Download raw data from BaseSpace

UConn MARS quick guide to getting data off BaseSpace

Yeah! The wet lab processing is done and you have data. You’ve gotten an email from basespace-noreply@illumina.com with a link to your project. Clicking that will take you to BaseSpace where you can log in and accept the invite in the pop-up that appears on screen. Another pop-up will appear in the bottom right corner of the screen to confirm the project share. The project will now appear in your projects; clicking the corner pop-up will also take you directly to the project.  Then, click “Samples” under the project title.

If you set up your BaseSpace account with a different email than you use with me, this invite won’t work, but I can issue a new invite to whatever address you’d like me to use. If you click the link, log in, and get a message that the link is no longer valid just let me know and I’ll reissue the invite (occasional BaseSpace glitch).

To download your raw data (1 forward and 1 reverse fastq for each sample), you can either use the “Download Project” button on the project screen, or you can select individual samples and then use the “Download Samples” button. If you are manually selecting samples, note that the “Sample ID” button only selects 25 samples (1 page) at a time.
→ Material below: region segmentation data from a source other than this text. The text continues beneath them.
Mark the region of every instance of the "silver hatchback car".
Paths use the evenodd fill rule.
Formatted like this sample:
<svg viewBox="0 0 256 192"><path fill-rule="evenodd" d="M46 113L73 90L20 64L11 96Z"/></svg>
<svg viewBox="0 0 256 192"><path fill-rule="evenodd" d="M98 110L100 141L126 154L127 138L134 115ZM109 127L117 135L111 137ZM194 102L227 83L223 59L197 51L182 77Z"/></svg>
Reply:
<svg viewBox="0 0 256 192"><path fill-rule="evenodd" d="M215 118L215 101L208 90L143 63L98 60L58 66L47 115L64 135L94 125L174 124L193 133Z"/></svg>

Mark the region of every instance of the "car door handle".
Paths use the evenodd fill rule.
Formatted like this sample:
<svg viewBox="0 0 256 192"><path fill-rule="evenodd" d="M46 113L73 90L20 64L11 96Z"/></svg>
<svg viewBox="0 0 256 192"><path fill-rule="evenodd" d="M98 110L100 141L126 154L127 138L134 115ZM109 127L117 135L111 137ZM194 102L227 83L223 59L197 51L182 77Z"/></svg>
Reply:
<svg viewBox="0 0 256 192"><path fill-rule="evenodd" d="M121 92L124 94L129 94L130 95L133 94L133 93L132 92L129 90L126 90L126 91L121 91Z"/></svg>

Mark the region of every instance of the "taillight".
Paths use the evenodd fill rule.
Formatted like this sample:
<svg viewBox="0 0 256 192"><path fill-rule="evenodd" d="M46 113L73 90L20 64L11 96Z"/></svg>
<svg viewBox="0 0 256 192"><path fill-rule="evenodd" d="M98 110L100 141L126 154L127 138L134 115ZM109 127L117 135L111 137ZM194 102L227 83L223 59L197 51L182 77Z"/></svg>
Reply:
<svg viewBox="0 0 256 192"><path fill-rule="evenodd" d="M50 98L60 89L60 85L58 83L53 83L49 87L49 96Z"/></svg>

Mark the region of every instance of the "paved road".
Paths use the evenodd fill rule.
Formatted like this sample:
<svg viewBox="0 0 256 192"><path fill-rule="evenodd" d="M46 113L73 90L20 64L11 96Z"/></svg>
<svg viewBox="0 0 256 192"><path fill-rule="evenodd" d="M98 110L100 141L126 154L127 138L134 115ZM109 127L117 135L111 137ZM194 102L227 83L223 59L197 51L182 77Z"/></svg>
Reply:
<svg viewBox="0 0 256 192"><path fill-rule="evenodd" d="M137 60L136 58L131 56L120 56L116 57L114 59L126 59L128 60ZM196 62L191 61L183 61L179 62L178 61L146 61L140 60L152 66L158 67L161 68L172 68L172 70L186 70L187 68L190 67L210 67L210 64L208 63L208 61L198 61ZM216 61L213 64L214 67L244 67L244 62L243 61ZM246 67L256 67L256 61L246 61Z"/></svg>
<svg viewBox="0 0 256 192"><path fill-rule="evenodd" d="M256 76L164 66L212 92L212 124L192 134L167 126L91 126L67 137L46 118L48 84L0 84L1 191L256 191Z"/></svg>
A download screen will pop up, if this is the first time you are downloading from BaseSpace you will need to Install the BaseSpace Sequence Hub Downloader. Then click Download your files.

All of the files from one project will go into a folder. Within the project folder, each sample will be in its own folder; this is where the two fastq’s will be.  We use the sample barcode to identify each sample so the fastq are named with that barcode, but I tell BaseSpace to use your sample name as the folder name. BaseSpace adds 8 numbers to the end of the project and sample folders that you can just ignore.

**UPDATE** as of Nov 2016 Illumina changed this file structure and there are no longer “Data/Intensities/BaseCalls/” folders. If you have old and new samples sequenced by MARS, be aware that they will have different file structures.

If you are analyzing amplicons you might want to check out my mothur batch processing file or my bash file. The batch file has more details of whats happening, the bash file is what I’m actively using on the UConn/UCH HPC1 so there may be slight differences.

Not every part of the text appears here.